We have been assisting oil refiners to re-optimize their operations and assets in face of the upcoming IMO (International Maritime Organization) 2020 regulation which has been described as the most disruptive change to impact the oil industry in the last 30 years. This regulation requires the shipping industry to clean up its sulphur gas emissions either by installing remediation equipment on board or by limiting the sulphur content of their bunker fuel that produces the sulphur gases to 0.5 per cent (from a current level of 3.5%)
Enforcement of this regulation will have profound implications for the economics of shipping. Compliant low sulphur fuel oil is currently about 50 per cent more costly than existing higher sulphur bunker fuel sources. With the regulation due to become effective as soon as 2020, low sulphur fuel oil will likely become even more expensive. And, in a recent study commissioned by KBC, it is apparent that consumers are mostly unwilling to pay the price of further reducing their personal Sulphur Shadow (the amount of sulphur emissions they are responsible for) if it increases the cost of imported goods and transportation fuels.

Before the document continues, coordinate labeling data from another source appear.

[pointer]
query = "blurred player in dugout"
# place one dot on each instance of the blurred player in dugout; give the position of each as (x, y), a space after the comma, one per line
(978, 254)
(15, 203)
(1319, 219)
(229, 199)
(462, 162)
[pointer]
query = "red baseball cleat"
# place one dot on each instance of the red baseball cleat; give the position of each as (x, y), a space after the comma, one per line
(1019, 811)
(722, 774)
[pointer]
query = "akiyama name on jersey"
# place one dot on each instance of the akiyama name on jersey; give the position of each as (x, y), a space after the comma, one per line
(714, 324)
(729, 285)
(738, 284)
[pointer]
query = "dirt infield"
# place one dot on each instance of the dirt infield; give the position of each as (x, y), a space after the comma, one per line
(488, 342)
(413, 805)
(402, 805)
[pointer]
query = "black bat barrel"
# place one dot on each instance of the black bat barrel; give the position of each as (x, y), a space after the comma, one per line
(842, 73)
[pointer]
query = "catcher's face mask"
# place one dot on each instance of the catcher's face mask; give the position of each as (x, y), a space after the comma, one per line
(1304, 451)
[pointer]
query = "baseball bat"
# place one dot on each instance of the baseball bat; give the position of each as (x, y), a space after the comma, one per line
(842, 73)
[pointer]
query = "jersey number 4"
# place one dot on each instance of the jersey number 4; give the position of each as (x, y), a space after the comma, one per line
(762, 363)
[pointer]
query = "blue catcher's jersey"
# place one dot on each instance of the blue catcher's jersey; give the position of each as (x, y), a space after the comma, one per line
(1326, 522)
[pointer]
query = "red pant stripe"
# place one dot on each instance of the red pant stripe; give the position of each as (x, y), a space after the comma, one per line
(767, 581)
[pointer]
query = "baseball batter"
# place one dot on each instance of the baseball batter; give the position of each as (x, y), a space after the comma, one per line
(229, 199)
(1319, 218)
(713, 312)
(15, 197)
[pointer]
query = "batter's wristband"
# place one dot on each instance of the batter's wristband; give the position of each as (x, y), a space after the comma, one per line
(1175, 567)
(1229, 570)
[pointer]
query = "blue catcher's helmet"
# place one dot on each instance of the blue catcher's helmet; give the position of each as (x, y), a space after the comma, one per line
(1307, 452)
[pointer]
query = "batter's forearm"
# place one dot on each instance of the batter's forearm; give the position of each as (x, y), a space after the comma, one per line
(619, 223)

KBC’s assessment, and the assessment of most knowledgeable observers, is that most ship owners will not (or cannot) invest in on-board scrubbers or exhaust gas cleaning systems to continue using high sulphur fuel oil, so will opt to switch to expensive low sulphur fuel instead.
Therefore the burden of compliance has fallen on the refiners. Many have already started their investments but some are yet to decide on the best course of action. And while capital expenditure started today may not result in new refinery processes coming on-stream by 2020, it is not too late to act. Sensible short term actions can be taken now so that viable investments with a later start-up date can still be made. Our dealings with oil refiners tells us they are up for the challenge.